There are many benefits to working in the construction sector. The sector contributes greatly to economic growth and has a big impact on both the economy and society. Not only does the industry account for 10% of the UK’s total employment, but the outputs of the industry also touch us all, from schools and hospitals to our homes and workplaces. The sector provides the infrastructure we need to give us a better quality of life. But what about the lives of those working in the sector?

This week, it is Mental Health Awareness Week which takes place from 10 to 16 May, it’s the UK’s national week to raise awareness of mental health. It is our reminder to regularly have those conversations about mental health in the hope it becomes more familiar, less daunting and no longer stigmatised.

Construction is a great sector to work in (I’ll testify to that) but it makes stark reading to be reminded that despite making concerted efforts in this area, the industry has one of the highest rates of mental health issues. Given the vital impact the industry has on all our lives, it is crucial that the sector continues to focus on supporting and helping to improve mental health amongst colleagues as a priority.
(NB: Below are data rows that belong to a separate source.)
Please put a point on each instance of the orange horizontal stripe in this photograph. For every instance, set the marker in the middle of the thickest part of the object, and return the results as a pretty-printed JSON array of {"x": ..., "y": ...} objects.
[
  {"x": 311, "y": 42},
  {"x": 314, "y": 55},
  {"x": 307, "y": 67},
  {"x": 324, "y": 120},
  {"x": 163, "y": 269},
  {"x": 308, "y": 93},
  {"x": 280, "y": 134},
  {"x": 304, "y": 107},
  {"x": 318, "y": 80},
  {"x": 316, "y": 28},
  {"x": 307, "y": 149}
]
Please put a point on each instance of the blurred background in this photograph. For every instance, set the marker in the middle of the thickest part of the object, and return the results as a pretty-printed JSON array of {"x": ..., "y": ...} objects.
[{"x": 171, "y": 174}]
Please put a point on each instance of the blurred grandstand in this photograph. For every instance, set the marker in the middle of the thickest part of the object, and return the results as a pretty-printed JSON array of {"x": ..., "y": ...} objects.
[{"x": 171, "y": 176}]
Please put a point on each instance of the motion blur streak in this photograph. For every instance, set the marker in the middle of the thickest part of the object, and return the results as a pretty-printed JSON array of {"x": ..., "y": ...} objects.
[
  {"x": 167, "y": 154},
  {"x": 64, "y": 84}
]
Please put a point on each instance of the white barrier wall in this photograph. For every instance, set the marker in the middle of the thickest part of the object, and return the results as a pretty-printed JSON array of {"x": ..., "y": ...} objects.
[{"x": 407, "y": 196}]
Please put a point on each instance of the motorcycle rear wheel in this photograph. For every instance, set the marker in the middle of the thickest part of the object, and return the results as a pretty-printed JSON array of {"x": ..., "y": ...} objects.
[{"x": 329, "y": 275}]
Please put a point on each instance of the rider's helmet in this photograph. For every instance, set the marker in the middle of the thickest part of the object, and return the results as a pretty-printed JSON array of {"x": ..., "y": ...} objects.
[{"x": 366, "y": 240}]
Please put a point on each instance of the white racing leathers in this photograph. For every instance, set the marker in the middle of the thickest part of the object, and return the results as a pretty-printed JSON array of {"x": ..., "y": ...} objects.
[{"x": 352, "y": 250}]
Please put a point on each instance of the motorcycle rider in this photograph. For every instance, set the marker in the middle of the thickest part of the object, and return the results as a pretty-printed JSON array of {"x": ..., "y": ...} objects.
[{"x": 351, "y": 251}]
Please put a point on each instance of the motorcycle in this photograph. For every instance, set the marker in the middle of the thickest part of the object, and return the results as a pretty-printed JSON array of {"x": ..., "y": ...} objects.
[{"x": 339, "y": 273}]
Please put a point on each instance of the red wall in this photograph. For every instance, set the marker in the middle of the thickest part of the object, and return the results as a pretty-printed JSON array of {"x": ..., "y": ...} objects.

Known for high workloads, tight deadlines and financial pressures there are a range of factors in the sector which make it a perfect breeding ground for stress and anxiety. These can be coupled with pressures outside of work for example with family or friends that can provide further sources of tension. It is not always the easiest of environments to speak up and start a conversation and say that you are struggling or confide in your colleagues that something is wrong.

Nonetheless, the sector is working hard to make it less daunting to speak up, so the emphasis is truly on ‘health and safety’ and not just safety.  Workplaces have a legal responsibility under the Health and Safety at Work Act 1974 and the Management of Health and Safety at Work Regulations 1999 to do all they reasonably can to support the health, safety, and wellbeing of their people. Yes, we still need to worry and consider the physical dangers on worksites, but we need to consider the mental impacts of the workplace in equal measure and how to best address these and create a supportive environment for our colleagues and friends.

Like our physical health, our mental health can fluctuate, impacting on our moods and behaviours. Unlike physical health issues, it can be harder to pinpoint and address causes of our personal struggles and challenges. The recent public health coronavirus crisis has given us all another challenge to navigate through. Helping people navigate through work has never been more necessary for organisations to address than it is now.

The first step is something all workplaces can do, and that is committing to making a difference. Not just saying it – but doing it. From here, organisations can begin to start creating, sourcing, sharing, developing resources and initiatives that can support their people, from the top to the bottom.

The construction industry is known for sharing best practice and learning from experience. Throughout this week we will be sharing ideas and initiatives from a range of different organisations. We’ve asked them how they are tackling mental health in their workplaces for their people. This is our chance to share and learn from each other, and we look forward to starting this conversation with you.